“More Streptococci!”

Matthew Yglesias and Robert Farley have recently pondered the question of why the devastating Spanish flu of 1918 hasn’t been covered much by American writers. Neither of the posts (or their comment threads) mention the first novel that came to mind: Myla Goldberg‘s 2004 novel, Wickett’s Remedy, an interesting (if not entirely successful) attempt to tell a personal story about the epidemic with a few narrative tricks thrown in. But that doesn’t settle the question of why there was so little writing about the epidemic around the time it happened.

I don’t have an answer to that. But, looking for a little guidance, I stumbled over an interesting passage in The Gun and the Pen, a 2008 book by Keith Gandal about Hemingway, Fitzgerald, and Faulkner‘s responses to war in their writing.

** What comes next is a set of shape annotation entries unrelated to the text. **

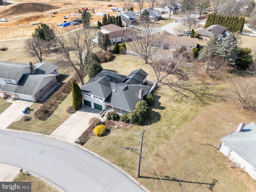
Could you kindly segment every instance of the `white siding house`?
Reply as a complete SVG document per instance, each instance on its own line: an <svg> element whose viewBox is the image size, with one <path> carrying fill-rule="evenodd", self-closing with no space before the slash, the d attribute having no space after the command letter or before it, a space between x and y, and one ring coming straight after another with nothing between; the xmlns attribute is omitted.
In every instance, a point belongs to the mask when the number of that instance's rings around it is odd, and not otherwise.
<svg viewBox="0 0 256 192"><path fill-rule="evenodd" d="M236 131L220 139L220 151L256 180L256 125L239 124Z"/></svg>

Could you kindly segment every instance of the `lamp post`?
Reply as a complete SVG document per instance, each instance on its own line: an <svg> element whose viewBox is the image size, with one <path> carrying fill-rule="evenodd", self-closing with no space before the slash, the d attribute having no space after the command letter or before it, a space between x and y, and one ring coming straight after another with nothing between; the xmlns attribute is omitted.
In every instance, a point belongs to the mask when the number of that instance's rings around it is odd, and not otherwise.
<svg viewBox="0 0 256 192"><path fill-rule="evenodd" d="M29 91L29 89L28 88L28 93L29 93L29 95L30 95L31 96L31 98L32 99L32 102L33 103L33 102L34 102L34 99L33 99L33 97L30 94L30 92Z"/></svg>

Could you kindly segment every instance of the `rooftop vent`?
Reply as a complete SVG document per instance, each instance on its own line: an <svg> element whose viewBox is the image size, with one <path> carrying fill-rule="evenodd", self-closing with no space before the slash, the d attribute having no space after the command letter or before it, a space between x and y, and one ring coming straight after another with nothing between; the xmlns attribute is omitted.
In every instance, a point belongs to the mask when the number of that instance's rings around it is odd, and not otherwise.
<svg viewBox="0 0 256 192"><path fill-rule="evenodd" d="M242 123L241 123L240 124L239 124L239 125L238 125L238 126L237 128L237 129L236 130L236 131L237 131L238 132L241 132L243 130L244 127L245 125L245 123L244 123L244 122L242 122Z"/></svg>

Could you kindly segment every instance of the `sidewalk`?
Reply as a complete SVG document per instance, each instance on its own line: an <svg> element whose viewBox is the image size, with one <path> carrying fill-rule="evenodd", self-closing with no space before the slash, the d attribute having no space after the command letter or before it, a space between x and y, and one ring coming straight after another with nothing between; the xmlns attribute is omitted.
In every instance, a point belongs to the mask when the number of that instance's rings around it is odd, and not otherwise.
<svg viewBox="0 0 256 192"><path fill-rule="evenodd" d="M12 165L0 163L0 182L11 182L20 173L20 170L21 168L20 168ZM26 170L23 170L23 173L26 173L28 172ZM31 173L30 172L28 172L28 173L30 174L31 175L40 179L44 182L45 182L48 184L51 185L59 191L61 192L65 191L64 190L63 190L54 183L39 175L35 174L34 173Z"/></svg>
<svg viewBox="0 0 256 192"><path fill-rule="evenodd" d="M89 127L89 121L93 117L99 118L100 111L82 106L50 135L53 138L61 138L65 141L74 142ZM103 121L104 119L99 118Z"/></svg>
<svg viewBox="0 0 256 192"><path fill-rule="evenodd" d="M0 114L0 129L6 129L13 122L21 119L24 115L22 110L26 106L30 106L32 104L32 102L21 100L13 102L12 104Z"/></svg>

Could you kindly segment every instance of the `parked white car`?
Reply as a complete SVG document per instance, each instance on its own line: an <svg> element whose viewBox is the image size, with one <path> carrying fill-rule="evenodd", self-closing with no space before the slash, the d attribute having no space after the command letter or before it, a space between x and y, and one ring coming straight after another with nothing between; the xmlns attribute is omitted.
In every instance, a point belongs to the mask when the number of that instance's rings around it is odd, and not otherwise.
<svg viewBox="0 0 256 192"><path fill-rule="evenodd" d="M7 19L6 18L2 18L0 19L0 21L2 21L2 22L7 22L8 21L8 20L7 20Z"/></svg>

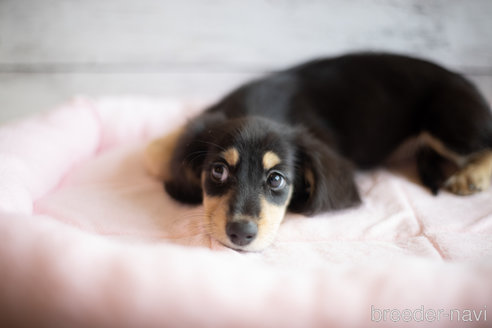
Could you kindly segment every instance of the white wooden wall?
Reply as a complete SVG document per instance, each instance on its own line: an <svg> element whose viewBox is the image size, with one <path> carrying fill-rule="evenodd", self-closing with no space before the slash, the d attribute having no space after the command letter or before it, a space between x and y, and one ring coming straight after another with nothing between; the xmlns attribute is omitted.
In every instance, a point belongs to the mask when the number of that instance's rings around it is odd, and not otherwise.
<svg viewBox="0 0 492 328"><path fill-rule="evenodd" d="M0 122L76 94L210 99L354 50L432 59L492 98L492 0L0 0Z"/></svg>

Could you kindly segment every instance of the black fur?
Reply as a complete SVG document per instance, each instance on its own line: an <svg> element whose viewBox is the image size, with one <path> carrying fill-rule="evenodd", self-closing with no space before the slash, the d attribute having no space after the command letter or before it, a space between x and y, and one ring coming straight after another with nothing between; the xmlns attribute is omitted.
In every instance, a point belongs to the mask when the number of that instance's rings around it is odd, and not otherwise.
<svg viewBox="0 0 492 328"><path fill-rule="evenodd" d="M360 201L352 164L374 167L421 132L468 155L492 147L492 116L469 81L427 61L391 54L315 60L248 83L192 120L173 155L166 190L187 203L202 200L202 187L207 194L225 192L208 180L202 186L200 175L234 145L281 153L281 170L294 186L291 211L345 208ZM419 174L433 193L445 180L442 160L429 149L418 155ZM243 173L230 182L236 183L233 200L254 212L248 195L260 192L261 178ZM275 202L282 195L270 196Z"/></svg>

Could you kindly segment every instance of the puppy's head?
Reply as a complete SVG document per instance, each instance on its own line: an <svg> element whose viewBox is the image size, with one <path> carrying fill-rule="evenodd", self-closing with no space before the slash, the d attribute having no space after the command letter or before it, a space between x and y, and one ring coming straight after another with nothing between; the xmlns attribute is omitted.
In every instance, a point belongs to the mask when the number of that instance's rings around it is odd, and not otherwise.
<svg viewBox="0 0 492 328"><path fill-rule="evenodd" d="M349 165L302 130L260 118L201 126L178 144L166 189L180 200L199 190L212 237L228 247L267 247L288 209L315 214L359 200Z"/></svg>

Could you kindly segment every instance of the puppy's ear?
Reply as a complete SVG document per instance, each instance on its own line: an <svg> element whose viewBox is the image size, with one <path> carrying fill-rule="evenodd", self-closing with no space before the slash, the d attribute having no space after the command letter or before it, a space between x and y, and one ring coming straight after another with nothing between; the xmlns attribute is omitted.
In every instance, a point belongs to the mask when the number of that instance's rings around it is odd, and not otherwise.
<svg viewBox="0 0 492 328"><path fill-rule="evenodd" d="M290 211L314 215L360 203L347 160L304 131L295 140L297 162Z"/></svg>
<svg viewBox="0 0 492 328"><path fill-rule="evenodd" d="M166 191L174 199L188 204L202 201L201 173L210 145L214 144L214 128L225 121L222 113L205 113L193 119L177 139L169 163Z"/></svg>

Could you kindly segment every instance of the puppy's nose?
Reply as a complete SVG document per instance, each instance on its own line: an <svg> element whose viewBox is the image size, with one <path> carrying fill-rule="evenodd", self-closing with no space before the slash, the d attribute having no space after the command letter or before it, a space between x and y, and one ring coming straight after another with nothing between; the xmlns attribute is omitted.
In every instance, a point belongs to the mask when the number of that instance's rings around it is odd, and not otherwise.
<svg viewBox="0 0 492 328"><path fill-rule="evenodd" d="M251 220L233 221L227 223L226 233L234 244L246 246L255 239L258 225Z"/></svg>

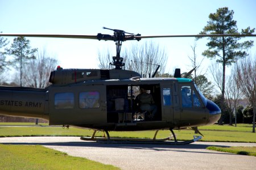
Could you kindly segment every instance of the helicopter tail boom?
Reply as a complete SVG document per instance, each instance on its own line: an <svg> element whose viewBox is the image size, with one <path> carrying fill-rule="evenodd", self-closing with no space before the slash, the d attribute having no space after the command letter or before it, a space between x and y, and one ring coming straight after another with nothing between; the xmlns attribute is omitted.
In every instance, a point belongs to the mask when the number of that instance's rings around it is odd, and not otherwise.
<svg viewBox="0 0 256 170"><path fill-rule="evenodd" d="M44 88L0 86L0 114L48 120Z"/></svg>

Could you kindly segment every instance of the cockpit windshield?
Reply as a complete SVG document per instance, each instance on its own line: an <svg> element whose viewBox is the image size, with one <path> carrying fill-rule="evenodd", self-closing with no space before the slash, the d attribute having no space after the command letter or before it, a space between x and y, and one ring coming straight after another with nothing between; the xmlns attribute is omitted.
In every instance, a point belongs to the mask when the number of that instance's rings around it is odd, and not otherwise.
<svg viewBox="0 0 256 170"><path fill-rule="evenodd" d="M203 95L202 92L199 90L197 86L196 86L196 83L194 83L195 87L196 88L196 90L198 91L199 95L201 97L201 99L202 99L203 102L204 103L204 105L207 105L207 99L205 98L205 96Z"/></svg>

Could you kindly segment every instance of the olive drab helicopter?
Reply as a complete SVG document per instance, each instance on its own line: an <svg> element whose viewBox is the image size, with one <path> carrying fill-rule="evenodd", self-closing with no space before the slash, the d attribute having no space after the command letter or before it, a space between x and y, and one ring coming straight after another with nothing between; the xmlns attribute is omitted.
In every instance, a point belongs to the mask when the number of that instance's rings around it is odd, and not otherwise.
<svg viewBox="0 0 256 170"><path fill-rule="evenodd" d="M185 78L186 75L181 76L179 69L176 70L174 78L142 78L138 73L124 69L125 63L120 55L122 42L146 38L240 36L142 36L122 30L104 28L113 31L114 34L0 33L2 36L111 40L115 42L117 50L116 56L113 57L113 62L110 63L114 67L113 69L64 69L58 66L51 73L49 82L52 84L46 88L0 86L0 114L43 118L48 120L51 125L71 125L94 130L91 138L81 137L83 140L104 139L95 137L96 130L104 131L108 135L105 139L110 141L113 138L110 137L109 131L156 130L152 139L141 141L168 142L164 141L170 137L156 139L158 130L161 129L171 131L174 142L168 143L186 144L201 139L201 136L194 136L191 141L178 142L173 130L191 128L197 130L193 127L216 122L221 116L218 107L204 96L192 80ZM141 88L147 91L154 99L157 108L154 117L151 110L141 109L136 102L136 96ZM133 139L126 140L131 141Z"/></svg>

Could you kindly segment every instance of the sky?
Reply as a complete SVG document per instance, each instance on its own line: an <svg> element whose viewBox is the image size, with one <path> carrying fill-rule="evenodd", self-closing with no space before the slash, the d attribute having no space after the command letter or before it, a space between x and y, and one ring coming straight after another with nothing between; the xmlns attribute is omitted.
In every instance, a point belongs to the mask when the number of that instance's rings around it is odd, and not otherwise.
<svg viewBox="0 0 256 170"><path fill-rule="evenodd" d="M0 31L3 33L97 35L113 34L102 27L141 33L142 36L197 34L209 20L210 13L228 7L234 12L238 31L256 28L255 0L197 1L35 1L0 0ZM9 37L10 43L14 37ZM46 49L64 69L98 68L98 53L107 50L115 55L113 41L55 38L27 38L32 48ZM256 41L256 39L250 38ZM243 39L245 40L245 39ZM168 57L166 73L175 68L181 72L192 69L188 56L193 56L194 38L142 39L123 42L131 44L152 41L164 49ZM207 39L197 41L198 60L207 49ZM254 44L255 44L254 43ZM256 53L255 46L249 53ZM121 50L122 57L122 50ZM212 61L204 61L203 69Z"/></svg>

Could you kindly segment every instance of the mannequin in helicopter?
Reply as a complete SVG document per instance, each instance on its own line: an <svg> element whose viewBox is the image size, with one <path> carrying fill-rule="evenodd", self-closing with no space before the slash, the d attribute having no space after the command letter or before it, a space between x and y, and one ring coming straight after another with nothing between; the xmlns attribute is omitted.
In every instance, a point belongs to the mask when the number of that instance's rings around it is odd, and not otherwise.
<svg viewBox="0 0 256 170"><path fill-rule="evenodd" d="M148 116L152 120L157 112L157 107L155 104L151 94L147 93L147 90L141 88L140 92L141 94L135 98L135 104L138 105L139 109L142 111L150 112L151 114Z"/></svg>

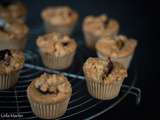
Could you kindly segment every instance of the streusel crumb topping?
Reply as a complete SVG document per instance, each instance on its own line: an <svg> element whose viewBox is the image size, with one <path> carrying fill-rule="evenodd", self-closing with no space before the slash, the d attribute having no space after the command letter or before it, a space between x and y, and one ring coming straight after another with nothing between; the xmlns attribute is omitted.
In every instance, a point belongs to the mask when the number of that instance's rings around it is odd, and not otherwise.
<svg viewBox="0 0 160 120"><path fill-rule="evenodd" d="M83 23L83 29L96 35L110 35L118 32L119 24L106 15L87 16Z"/></svg>
<svg viewBox="0 0 160 120"><path fill-rule="evenodd" d="M96 43L99 53L108 57L125 57L131 55L137 46L137 41L124 35L106 36Z"/></svg>
<svg viewBox="0 0 160 120"><path fill-rule="evenodd" d="M35 87L42 94L67 94L71 92L71 85L63 75L50 75L47 73L42 74L37 78Z"/></svg>
<svg viewBox="0 0 160 120"><path fill-rule="evenodd" d="M18 50L0 51L0 74L8 74L23 67L24 55Z"/></svg>
<svg viewBox="0 0 160 120"><path fill-rule="evenodd" d="M68 25L77 20L78 14L68 6L48 7L42 18L53 25Z"/></svg>
<svg viewBox="0 0 160 120"><path fill-rule="evenodd" d="M127 77L127 70L117 62L108 59L88 58L83 66L87 79L108 84Z"/></svg>
<svg viewBox="0 0 160 120"><path fill-rule="evenodd" d="M37 40L37 45L41 51L55 54L56 56L70 54L77 48L77 44L72 38L60 33L49 33L40 36Z"/></svg>

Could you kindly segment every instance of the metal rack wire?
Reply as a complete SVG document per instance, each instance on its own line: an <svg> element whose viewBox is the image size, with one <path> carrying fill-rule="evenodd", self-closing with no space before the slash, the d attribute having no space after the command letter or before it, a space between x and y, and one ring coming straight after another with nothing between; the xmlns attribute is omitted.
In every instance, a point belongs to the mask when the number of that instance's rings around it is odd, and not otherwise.
<svg viewBox="0 0 160 120"><path fill-rule="evenodd" d="M83 65L87 57L95 56L95 52L85 48L82 40L83 38L81 38L82 34L79 31L75 30L73 34L80 47L78 47L77 54L72 66L69 69L63 71L56 71L45 68L41 64L40 57L38 55L38 52L36 51L34 42L38 35L44 33L44 28L41 22L30 27L31 28L28 38L29 44L27 50L25 51L26 61L24 68L20 72L19 82L17 83L16 87L9 90L0 91L0 113L20 115L20 117L14 118L20 120L38 119L31 110L26 96L26 89L29 83L43 72L63 73L69 78L72 84L73 93L69 102L67 112L62 117L57 118L58 120L72 119L75 117L87 120L96 118L121 103L121 101L123 101L128 95L135 96L136 104L140 103L141 90L134 87L138 77L137 72L134 70L131 77L125 80L126 82L124 82L119 96L115 99L109 101L100 101L92 98L88 94L81 66Z"/></svg>

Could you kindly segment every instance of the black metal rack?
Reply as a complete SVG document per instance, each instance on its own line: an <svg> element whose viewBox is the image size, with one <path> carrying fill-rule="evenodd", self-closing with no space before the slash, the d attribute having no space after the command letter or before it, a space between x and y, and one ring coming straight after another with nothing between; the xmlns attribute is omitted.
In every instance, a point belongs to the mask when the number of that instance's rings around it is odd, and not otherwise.
<svg viewBox="0 0 160 120"><path fill-rule="evenodd" d="M33 16L33 15L32 15ZM113 100L101 101L92 98L85 85L82 72L82 65L89 56L96 56L95 51L87 49L84 45L82 33L79 29L75 29L72 37L74 37L79 45L72 66L67 70L56 71L43 66L38 50L35 46L35 40L38 35L44 34L44 28L40 18L34 17L34 20L28 20L30 25L30 33L28 38L28 46L25 51L26 61L24 68L20 72L19 82L15 88L0 91L0 113L15 114L19 117L15 119L38 119L31 110L29 105L26 89L29 83L43 72L63 73L67 76L72 84L73 93L65 115L61 119L93 119L99 115L106 113L110 109L116 107L128 95L135 96L135 103L139 104L141 100L141 90L135 87L138 79L136 66L133 65L129 69L129 77L124 81L120 94ZM33 24L32 24L33 22Z"/></svg>

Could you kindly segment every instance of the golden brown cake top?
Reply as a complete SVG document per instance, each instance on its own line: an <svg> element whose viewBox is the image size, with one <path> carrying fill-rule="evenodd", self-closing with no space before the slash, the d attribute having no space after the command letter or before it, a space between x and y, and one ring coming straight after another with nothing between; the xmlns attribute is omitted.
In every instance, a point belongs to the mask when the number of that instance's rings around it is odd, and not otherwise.
<svg viewBox="0 0 160 120"><path fill-rule="evenodd" d="M0 74L17 72L23 67L24 54L19 50L0 51Z"/></svg>
<svg viewBox="0 0 160 120"><path fill-rule="evenodd" d="M28 96L40 103L61 102L71 96L72 88L63 75L44 73L29 85Z"/></svg>
<svg viewBox="0 0 160 120"><path fill-rule="evenodd" d="M96 43L97 51L103 56L126 57L131 55L137 46L137 41L123 35L103 37Z"/></svg>
<svg viewBox="0 0 160 120"><path fill-rule="evenodd" d="M83 30L98 36L112 35L119 31L119 23L106 15L87 16L83 22Z"/></svg>
<svg viewBox="0 0 160 120"><path fill-rule="evenodd" d="M88 58L83 66L87 80L110 84L127 77L127 69L122 64L112 62L109 58Z"/></svg>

Gandal locates a passage in, of all places, Henry Miller‘s Tropic of Cancer that, while not exactly thorough, does invokes the epidemic to bolster his antiwar critique:

Forward! Time presses…Forward! Forward without pity, without compassion, without love, without forgiveness. Ask no quarter and give none! More battleships, more poison gas, more high explosives! More gonococci! More streptococci! More bombing machines! More and more of it—until the whole fucking works is blown to smithereens, and the earth with it!

Gandal explains: “‘More streptococci!’ is probably Miller’s attempt to reference the influenza epidemic of 1918 that was spread by the Great War and killed 50 million to 100 million people worldwide and 300,000 to 500,000 Americans—at least two and a half times the 122,000 U.S. soldiers that died in the war, and around half of those combat deaths are also attributable to influenza.”